There have been a number of changes to the Wsdl2Apex processing to support more edge cases:

  1. Allow for schema imports via schema imports (nested imports). Includes checks for circular references.
  2. If the complex type can't be found in the current schema search the imported schema for it.
  3. If a SimpleType has a restriction that isn't primitive then search the underlying types for the primitive type that can be converted to Apex.
  4. Detect repeated imported schema target namespaces
  5. Use common code to create Apex class names from complex types.
  6. Add generated Apex comments to classes that extend a base type.
  7. Attempt to compile the XmlSchema to resolve groups so they can be automatically expanded.
  8. Include warning messages on web methods where the return type can't be resolved from the namespace.

Include Apex class name in code coverage breakdown

The Apex class name and test method name will be included with the class coverage breakdown details.

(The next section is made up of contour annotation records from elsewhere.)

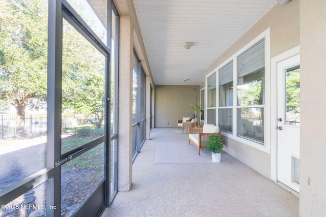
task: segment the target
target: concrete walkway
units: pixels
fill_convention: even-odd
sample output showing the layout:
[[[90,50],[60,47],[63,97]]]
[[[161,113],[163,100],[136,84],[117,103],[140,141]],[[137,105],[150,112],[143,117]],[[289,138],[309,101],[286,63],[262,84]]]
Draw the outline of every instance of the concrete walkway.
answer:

JWT Authentication for Salesforce sessions

It is now possible to use the OAuth 2.0 JWT Bearer Token flow to authenticate with Salesforce. I'll expand on the steps to do this shortly, which will include configuring the connected app and registering the X509 Certificate.

Other changes 3.11

  • Middle click to hide tab. Improve tab hiding.
  • Improve support for using the ToolingAPI in the EntityViewer.
  • If directly updating a nullable int in the SOQL results treat it as such (rather than a string)
  • Format a VF_PAGE_MESSAGE in the log timeline
  • Format display of ApexResult and HeapDump from the Tooling API SOQL Queries.
  • Allow for a CultureInfo.DateTimeFormat.TimeSeparator other than ":". Force the SOQL building code to use the InvarientCulture so the required format is applied.
  • Update core SalesforceSession to use v45.0 (Spring 19) APIs
  • For the Apex Log Stack, include the Soql Execute Count
  • Option to run the most recent async test cases again after a successful metadata deployment.
  • EntityViewer - Allow for ToolingAPI entities.
  • Event Log Viewer. Only show the first 4000 rows of data.
  • Log Timeline control. Show icons for Test.startTest() and Test.stopTest() if they are detected.
  • Handle failure to query for recent apex test runs.
  • When generating anonymous Apex to get the current Session ID include the SalesforceBaseUrl
  • Code Generation - If generating without custom fields, exclude picklist values containing "__". These typically represent relationships to custom sObjects
    Detect and skip duplicate picklist value entries.
    Fix the generated properties for *Picklist to set based on the enum value rather than the description attribute.
    Detect references to sObjects that aren't exposed via the metadata.
  • Regenerate sObjects (plus associated services and data sources) for API v44.0.
  • CodeGeneration - If configured, exclude relationships to custom fields.
  • Don't generate types for __ChangeEvent, __History, __Share
  • CodeGeneration - generate "extends" for Apex classes extending other classes.
  • Expand details for WebServiceCallout.invoke with comments.
  • ApexClass (for generation) - Track if the Apex classes extends a base class.
  • FieldService - When extracting child elements from a query result skip nodes that aren't XmlElements.
  • ToolingServiceWrapper - Add describeGlobalCached() that caches describeGlobal() to improve performance.
  • SalesforceSession - If an exception occurs with a WebRequest include the complete URL in the Exception.Data
  • Internal caching of the Tooling API DescribeGlobalResult Metadata
  • Auto-size columns in SOSL & single page SOQL results
  • Improve usage of direct Csv loading. Support bulk load for larger operations. Allow the primary sObject type to be defined.
  • Change the Apex log layout with the treeview between horizontal and vertical.
  • Define logging levels via common menu, Handle hitting the maximum debug log count
  • Capture SSL/TLS config issues and provide help link to dedicated help page.
  • When checking metadata deployment successes, highlight changed components vs. unchanged.